I did run. I told the room that I was off to the surgical ward to check on some women. Brenda asked me to check on the 78-year-old, make sure she was back in the ward and gratefully, I left the theatre.
In the surgical ward, there were about twelve women, already operated on. They were to stay in the hospital for fourteen days after surgery, during which days they were monitored. Brenda had explained earlier that sometimes this rest and monitoring makes all the difference between complete cure and unsuccessful surgery. The body needs time to heal and the hospital admission forces the women to let their bodies heal. Every woman had a chart above her bed and on it, a medical worker would note three Ds: draining, drinking, dry. This was their little report card and while we chatted, I was told about one who was not drinking. She had scored only two Ds and her immediate neighbor was concerned.

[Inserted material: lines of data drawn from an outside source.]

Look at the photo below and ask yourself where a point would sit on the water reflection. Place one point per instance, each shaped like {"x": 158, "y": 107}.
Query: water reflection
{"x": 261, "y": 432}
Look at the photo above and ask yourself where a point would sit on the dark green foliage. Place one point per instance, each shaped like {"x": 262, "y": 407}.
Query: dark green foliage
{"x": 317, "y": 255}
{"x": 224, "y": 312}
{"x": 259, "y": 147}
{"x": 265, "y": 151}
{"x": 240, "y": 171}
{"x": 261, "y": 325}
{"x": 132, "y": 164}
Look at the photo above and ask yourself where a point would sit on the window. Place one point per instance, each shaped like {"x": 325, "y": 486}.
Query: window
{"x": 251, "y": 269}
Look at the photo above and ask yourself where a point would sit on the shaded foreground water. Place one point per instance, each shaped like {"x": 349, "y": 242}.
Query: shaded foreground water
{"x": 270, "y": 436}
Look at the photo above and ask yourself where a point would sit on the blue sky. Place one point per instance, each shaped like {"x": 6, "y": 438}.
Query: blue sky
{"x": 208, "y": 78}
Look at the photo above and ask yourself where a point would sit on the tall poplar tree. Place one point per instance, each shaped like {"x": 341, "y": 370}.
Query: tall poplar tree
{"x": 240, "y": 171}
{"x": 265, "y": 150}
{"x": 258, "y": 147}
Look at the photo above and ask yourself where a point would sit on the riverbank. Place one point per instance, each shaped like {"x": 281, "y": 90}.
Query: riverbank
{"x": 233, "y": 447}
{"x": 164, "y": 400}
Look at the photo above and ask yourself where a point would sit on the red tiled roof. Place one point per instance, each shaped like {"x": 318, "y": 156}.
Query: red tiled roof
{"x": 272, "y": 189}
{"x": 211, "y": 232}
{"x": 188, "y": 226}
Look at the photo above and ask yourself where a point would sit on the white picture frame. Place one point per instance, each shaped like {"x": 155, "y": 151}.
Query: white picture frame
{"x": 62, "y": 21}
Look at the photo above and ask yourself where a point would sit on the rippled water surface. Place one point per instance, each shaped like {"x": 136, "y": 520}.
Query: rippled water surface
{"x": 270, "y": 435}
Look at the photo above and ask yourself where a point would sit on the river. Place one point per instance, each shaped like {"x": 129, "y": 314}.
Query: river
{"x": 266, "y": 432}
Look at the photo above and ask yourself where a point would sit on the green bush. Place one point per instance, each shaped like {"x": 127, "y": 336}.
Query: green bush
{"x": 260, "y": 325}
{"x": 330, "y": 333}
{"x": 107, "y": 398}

“Kino kyo, kyabayidira,” [This one, this one came for you] one male sympathiser said when he passed by the ward. We all sighed in response. There was not much one could say. These women just wanted to be healed, to get their lives back. They had different stories. One had had fistula for just three months, another, 78-year-old, had had it for 65 years. There was one who had a disability and there was one whose baby had survived. Some of these women were having their first medical visit in a long time and were just finding out they were HIV-positive. One had somehow lived well enough with her injury to have seven children. Their fistula surgeries varied in difficulty and the doctors indicated on each chart whether it was a simple surgery or a difficult one. Each one of them had a different story, and every one of them was hoping for a birth injury to heal.
They were watched over by Loy Tumusiime, a fistula survivor who has been working to help other women for the past three years. As Uganda Village Project Fistula coordinator, she has reached out to women, shared their story and helped them access repair surgery. We sit in one of the empty private rooms and she tells me her story, one that I am sure she has told over and over to help and to inform. She was operated in the same hospital. “Were you awake too?” I have to ask and she said she was, for her first operation. She had to have two operations because she was found to be leaking in two different spots. After the first operation, she was not sure they would work on her again but after three months, they did. They stitched up the second hole and she got her life back. She shared different anecdotes from her life. About her daughter who was seven, helping her wash her clothes and about a church that always had a separate basket for “omulwadde waffe” [our patient]. She had long since given up her job at a salon because of the smell of urine. She could not even travel to Mbarara to see her sister and seek her help and support because the thought of travelling in a bus with so many people was unimaginable. So she stayed, with an unsupportive husband that asked for food and then ordered her out of the house, endured her condition until she heard of the repair camps.
She knew better than many what this meant for the women lying in the hospital beds with catheters, waiting for Dr. Constantine to mark off three Ds on their charts during his ward rounds.
I left Kamuli with a decided attitude of hope for the women. I had met strong women that had survived and doctors that were dedicated. It is a tragedy that has a possible end.